1%\VignetteIndexEntry{NMF: generating heatmaps}
2%\VignetteDepends{utils,NMF,RColorBrewer,knitr,bibtex}
3%\VignetteKeyword{aplot}
4%\VignetteCompiler{knitr}
5%\VignetteEngine{knitr::knitr}
6
7\documentclass[a4paper]{article}
8
9%\usepackage[OT1]{fontenc}
10\usepackage[colorlinks]{hyperref}
11\usepackage{a4wide}
12\usepackage{xspace}
13\usepackage[all]{hypcap} % for linking to the top of the figures or tables
14
15% add preamble from pkgmaker
16<<pkgmaker_preamble, echo=FALSE, results='asis'>>=
17pkgmaker::latex_preamble()
18@
19
20\newcommand{\nmfpack}{\pkgname{NMF}}
21\newcommand{\MATLAB}{MATLAB\textsuperscript{\textregistered}\xspace}
22\newcommand{\refeqn}[1]{(\ref{#1})}
23
24% REFERENCES
25\usepackage[citestyle=authoryear-icomp
26, doi=true
27, url=true
28, maxnames=1
29, maxbibnames=15
30, backref=true
31, backend=bibtex]{biblatex}
32\AtEveryCitekey{\clearfield{url}}
33<<bibliofile, echo=FALSE, results='asis'>>=
34pkgmaker::latex_bibliography('NMF')
35@
36\newcommand{\citet}[1]{\textcite{#1}}
37\renewcommand{\cite}[1]{\parencite{#1}}
38\DefineBibliographyStrings{english}{%
39    backrefpage  = {see p.}, % for single page number
40    backrefpages = {see pp.} % for multiple page numbers
41}
42%
43
44% boxed figures
45\usepackage{float}
46\floatstyle{boxed}
47\restylefloat{figure}
48
49\usepackage{array}
50\usepackage{tabularx}
51\usepackage{mathabx}
52
53\usepackage{url}
54\urlstyle{rm}
55
56% use cleveref for automatic reference label formatting
57\usepackage[capitalise, noabbrev]{cleveref}
58
59% define commands for notes
60\usepackage{todonotes}
61\newcommand{\nbnote}[1]{\ \bigskip\todo[inline, backgroundcolor=blue!20!white]{\scriptsize\textsf{\textbf{NB:} #1}}\ \\}
62
63% put table of contents on two columns
64\usepackage[toc]{multitoc}
65
66\setkeys{Gin}{width=0.95\textwidth}
67
68\begin{document}
69
70<<options, include=FALSE, verbose=TRUE>>=
71#options(prompt=' ')
72#options(continue=' ')
73set.seed(123456)
74library(NMF)
75@
76
77\title{Generating heatmaps for Nonnegative Matrix Factorization\\
78\small Package \nmfpack\ - Version \Sexpr{utils::packageVersion('NMF')}}
79\author{Renaud Gaujoux}
80
81\maketitle
82
83\begin{abstract}
84This vignette describes how to produce different informative heatmaps from NMF objects,
85such as returned by the function \code{nmf} in the \citeCRANpkg{NMF}.
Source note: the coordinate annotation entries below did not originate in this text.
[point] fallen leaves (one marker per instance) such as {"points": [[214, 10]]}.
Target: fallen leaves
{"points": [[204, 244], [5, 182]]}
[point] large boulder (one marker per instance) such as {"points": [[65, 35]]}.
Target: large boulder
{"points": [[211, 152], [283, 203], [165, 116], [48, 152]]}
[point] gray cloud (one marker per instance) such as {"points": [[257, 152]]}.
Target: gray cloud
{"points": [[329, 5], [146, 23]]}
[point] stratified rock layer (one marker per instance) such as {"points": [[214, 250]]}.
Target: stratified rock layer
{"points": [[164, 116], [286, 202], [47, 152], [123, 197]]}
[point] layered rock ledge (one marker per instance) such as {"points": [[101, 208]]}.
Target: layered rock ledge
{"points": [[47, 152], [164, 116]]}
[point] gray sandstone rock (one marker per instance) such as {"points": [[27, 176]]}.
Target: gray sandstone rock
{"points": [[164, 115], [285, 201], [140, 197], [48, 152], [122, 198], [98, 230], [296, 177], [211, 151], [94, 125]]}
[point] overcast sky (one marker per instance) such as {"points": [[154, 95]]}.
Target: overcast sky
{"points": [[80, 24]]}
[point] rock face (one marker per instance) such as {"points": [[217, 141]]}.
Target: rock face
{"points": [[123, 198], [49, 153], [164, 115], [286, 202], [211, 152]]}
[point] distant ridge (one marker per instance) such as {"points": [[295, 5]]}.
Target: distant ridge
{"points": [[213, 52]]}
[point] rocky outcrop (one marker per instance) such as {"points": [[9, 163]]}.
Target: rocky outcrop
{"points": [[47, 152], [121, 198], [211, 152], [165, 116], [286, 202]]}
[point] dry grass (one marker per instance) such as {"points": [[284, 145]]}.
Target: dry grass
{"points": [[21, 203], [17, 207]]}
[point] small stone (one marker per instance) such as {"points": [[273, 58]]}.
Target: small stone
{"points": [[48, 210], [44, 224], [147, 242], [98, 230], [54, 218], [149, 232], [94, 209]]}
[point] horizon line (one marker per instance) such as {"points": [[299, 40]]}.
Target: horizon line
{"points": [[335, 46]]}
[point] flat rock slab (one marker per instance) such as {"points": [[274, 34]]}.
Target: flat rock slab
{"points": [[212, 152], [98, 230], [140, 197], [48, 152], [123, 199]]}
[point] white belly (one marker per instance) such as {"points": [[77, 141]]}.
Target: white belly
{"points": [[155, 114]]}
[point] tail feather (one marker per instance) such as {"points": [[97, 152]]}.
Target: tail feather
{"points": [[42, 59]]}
86The main drawing engine is implemented by the function \code{aheatmap}, which is
87a highly enhanced modification of the function \code{pheatmap} from the \CRANpkg{pheatmap},
88and provides convenient and quick ways of producing high quality and customizable annotated heatmaps.
89Currently this function is part of the package \nmfpack, but may eventually
90compose a separate package on its own.
91\end{abstract}
92
93{\small \tableofcontents}
94
95\section{Preliminaries}
96
97\subsection{Quick reminder on NMF models}
98
99Given a nonnegative target matrix $X$ of dimension $n\times p$, NMF algorithms
100aim at finding a rank $k$ approximation of the form:
101$$
102X \approx W H,
103$$
104where $W$ and $H$ are nonnegative matrices of dimensions $n\times k$ and $k\times p$
105respectively.
106
107The matrix $W$ is the basis matrix, whose columns are the basis components.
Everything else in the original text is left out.